EGTA treatment inhibits the internalization of rotavirus in enterocytes. Cells were inoculated with rotavirus at 4 °C for 1 h. After removing the unbound viral particles, cells were treated with EGTA or PBS at 37 °C for 30 min. Then, the cells were further incubated for 9 h after 3 washings with DMEM at 37 °C. A Representative confocal images of infection in enterocytes. Scale bar: 50 µm. The percentage of infected cells (B) and virus titer (C) were determined. Data are expressed as the mean ± SD of the results of three separate experiments. Statistically significant differences are indicated with one asterisk (p < 0.05) and two asterisks (p < 0.01).

Figure 6

EGTA treatment has no effect on the post-internalization stage of rotavirus particle in enterocytes. Cells were inoculated with rotavirus at 37 °C for 1 h.

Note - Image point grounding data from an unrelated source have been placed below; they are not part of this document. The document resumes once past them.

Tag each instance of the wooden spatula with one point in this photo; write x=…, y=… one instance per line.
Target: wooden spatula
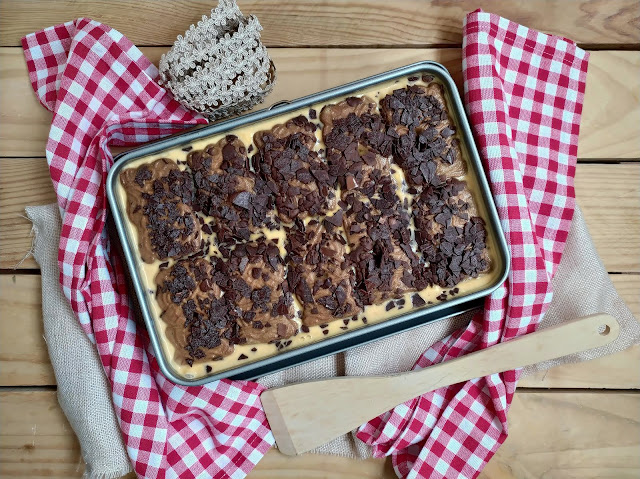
x=306, y=415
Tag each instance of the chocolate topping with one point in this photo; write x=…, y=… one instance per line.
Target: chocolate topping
x=159, y=199
x=244, y=294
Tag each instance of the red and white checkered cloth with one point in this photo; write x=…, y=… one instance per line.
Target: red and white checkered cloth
x=102, y=92
x=524, y=91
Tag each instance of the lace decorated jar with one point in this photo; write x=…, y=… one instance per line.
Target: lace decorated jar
x=219, y=67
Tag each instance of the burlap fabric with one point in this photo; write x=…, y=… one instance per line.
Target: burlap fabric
x=581, y=287
x=83, y=390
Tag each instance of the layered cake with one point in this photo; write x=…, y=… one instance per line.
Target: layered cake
x=292, y=230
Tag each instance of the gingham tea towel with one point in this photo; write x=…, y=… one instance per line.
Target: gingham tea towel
x=102, y=92
x=524, y=92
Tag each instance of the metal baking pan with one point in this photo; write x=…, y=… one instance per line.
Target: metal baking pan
x=349, y=339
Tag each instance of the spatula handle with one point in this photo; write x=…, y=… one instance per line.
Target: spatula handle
x=567, y=338
x=306, y=415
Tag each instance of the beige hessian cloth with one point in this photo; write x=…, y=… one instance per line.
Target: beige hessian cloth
x=83, y=390
x=581, y=287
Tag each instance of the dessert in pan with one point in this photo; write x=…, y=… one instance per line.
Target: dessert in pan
x=292, y=230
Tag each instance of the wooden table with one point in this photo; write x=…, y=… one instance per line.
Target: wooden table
x=579, y=420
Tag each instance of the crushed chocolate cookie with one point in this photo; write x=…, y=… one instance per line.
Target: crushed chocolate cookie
x=417, y=301
x=159, y=204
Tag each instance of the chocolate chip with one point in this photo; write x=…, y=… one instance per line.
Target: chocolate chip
x=281, y=329
x=417, y=301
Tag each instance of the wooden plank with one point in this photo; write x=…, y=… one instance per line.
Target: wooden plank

After 3 washings, cells were treated with EGTA or PBS for 30 min. Then, the cells were further incubated for 9 h at 37 °C. A Representative confocal image of infection in enterocytes. Scale bar: 50 µm. The percentage of infected cells (B) and virus titer (C) were determined. Data are expressed as the mean ± SD of the results of three separate experiment.

Figure 7

Effect of neuraminidase treatment on the replication of rotaviruses in primary enterocytes and MA104 cells. Primary enterocytes and MA104 Cells were treated with 50 mU/mL NA from Vibrio Cholerae for 1 h at 37 °C before inoculation with rotavirus at a MOI of 0.1. The percentage of infection was measured by immunofluorescence staining at 12 hpi. Data are expressed as the mean ± SD of the results of three separate experiments. Statistically significant differences are indicated with two asterisks (p < 0.01) and three asterisks (p < 0.001).